Elsie Houston (22 April 1902 - 20 February 1943) was a Brazilian singer.

==Biography==
Elsie Houston was born in Rio de Janeiro in 1902. She was the descendant of confederados, southern plantation owners that had come to Brazil after the American Civil War. Her father was James Franklin Houston, an American dentist from Tennessee who settled in Rio de Janeiro in 1892, and Arinda Galdo, a Brazilian descendant of Portuguese from Madeira Island.

==Career==
Houston figured in the Brazilian literary/art/music scene during a critical time in its history. It was an era of tremendous creative energy. In addition to Mário de Andrade and Pagu, Houston knew others famous members of this artists movement, including the composer Heitor Villa-Lobos, the painters Flavio de Carvalho, Anita Malfatti and Tarsila do Amaral, and the leader of Brazilian modernism, Oswald de Andrade.

Houston moved to Germany and studied with Lilli Lehmann a renowned voice teacher.

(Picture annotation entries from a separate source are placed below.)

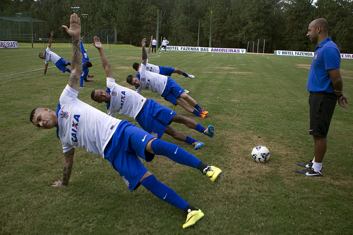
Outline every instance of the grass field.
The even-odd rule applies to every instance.
[[[79,99],[103,111],[92,101],[94,89],[105,89],[106,74],[98,50],[87,53],[94,82],[85,83]],[[105,47],[105,48],[104,48]],[[134,74],[140,48],[112,45],[103,49],[116,81]],[[343,92],[349,107],[338,104],[328,136],[323,177],[296,174],[313,155],[308,134],[309,93],[306,85],[311,58],[259,54],[167,52],[153,54],[153,64],[175,67],[195,76],[172,78],[202,107],[206,119],[174,107],[150,91],[153,98],[204,126],[211,124],[211,139],[181,124],[176,130],[202,141],[202,149],[167,135],[179,145],[224,174],[213,183],[199,171],[156,156],[144,164],[157,179],[205,213],[193,229],[183,230],[183,211],[160,200],[143,187],[131,193],[119,174],[102,157],[78,149],[69,185],[50,187],[62,177],[63,154],[56,128],[44,130],[29,121],[38,106],[56,110],[69,74],[38,57],[43,44],[19,43],[0,49],[0,234],[303,234],[353,233],[353,60],[342,59]],[[67,44],[52,49],[70,60]],[[137,125],[132,118],[120,115]],[[255,162],[252,148],[269,150],[269,162]]]

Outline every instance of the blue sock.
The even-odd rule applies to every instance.
[[[185,143],[192,144],[193,143],[195,143],[195,142],[197,142],[197,140],[196,140],[195,139],[191,138],[187,135],[186,136],[186,138],[185,139]]]
[[[198,104],[196,104],[196,105],[195,105],[195,106],[194,106],[194,108],[196,108],[196,110],[198,111],[200,111],[200,110],[202,109],[201,108],[201,107],[199,106],[199,105]]]
[[[200,112],[197,110],[194,110],[194,111],[192,111],[192,114],[195,114],[198,117],[200,116]]]
[[[197,165],[201,162],[196,157],[176,145],[158,139],[151,142],[151,147],[156,155],[165,156],[175,162],[194,168],[197,168]]]
[[[160,199],[184,210],[189,203],[174,190],[158,181],[152,175],[143,179],[141,184]]]
[[[197,125],[196,125],[196,127],[195,127],[195,129],[199,132],[203,133],[203,132],[205,131],[205,130],[206,129],[206,128],[205,128],[203,126],[198,123]]]

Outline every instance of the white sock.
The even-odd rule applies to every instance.
[[[322,163],[315,162],[313,161],[312,161],[312,168],[313,170],[317,172],[321,170],[322,168]]]

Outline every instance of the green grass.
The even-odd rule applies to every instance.
[[[125,78],[134,74],[133,62],[140,61],[140,48],[104,47],[116,81],[128,86]],[[93,64],[90,73],[94,82],[84,83],[78,98],[105,112],[90,95],[94,89],[105,88],[105,73],[98,50],[92,45],[85,48]],[[54,44],[52,49],[70,60],[68,44]],[[0,50],[0,234],[351,234],[350,103],[345,109],[337,104],[335,111],[324,177],[294,172],[301,169],[297,163],[313,155],[306,90],[311,58],[175,52],[151,55],[152,64],[195,75],[195,79],[175,74],[172,78],[210,113],[201,119],[150,91],[142,95],[204,126],[213,125],[216,134],[210,139],[172,123],[176,130],[205,143],[197,151],[167,135],[162,139],[224,172],[214,183],[199,171],[164,157],[143,162],[160,181],[205,213],[195,229],[183,230],[183,211],[143,187],[131,193],[108,162],[82,149],[76,151],[68,185],[50,187],[62,177],[61,143],[55,128],[37,128],[29,115],[38,106],[56,110],[69,76],[51,62],[47,74],[40,75],[44,62],[38,54],[44,50],[42,44],[32,48],[24,43],[18,49]],[[344,92],[351,102],[353,60],[342,60],[341,73]],[[259,145],[270,150],[266,164],[250,157]]]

She then studied with another famed soprano, Ninon Vallin, first in Argentina and then in Paris. Houston's relationship with Heitor Villa Lobos began in her teens. Houston was definitely a soloist at Villa Lobos's 1927 Paris concerts. In 1928 she married Benjamin Péret, French surrealist poet, with whom she lived in Brazil from 1929 to 1931. Their son, Geyser, was born in Rio de Janeiro in 1931.

By the late 1930s, Houston had moved to New York City. She was a brilliant singer, particularly skilled in the interpretation of Brazilian songs. The New York Times during this era praised for her performances. She was also an active supporter of young Latin American composers, performing early pieces by composers such as Jayme Ovalle and Camargo Guarnieri.

==Death==
Houston died in 1943. Her death was reported as an apparent suicide.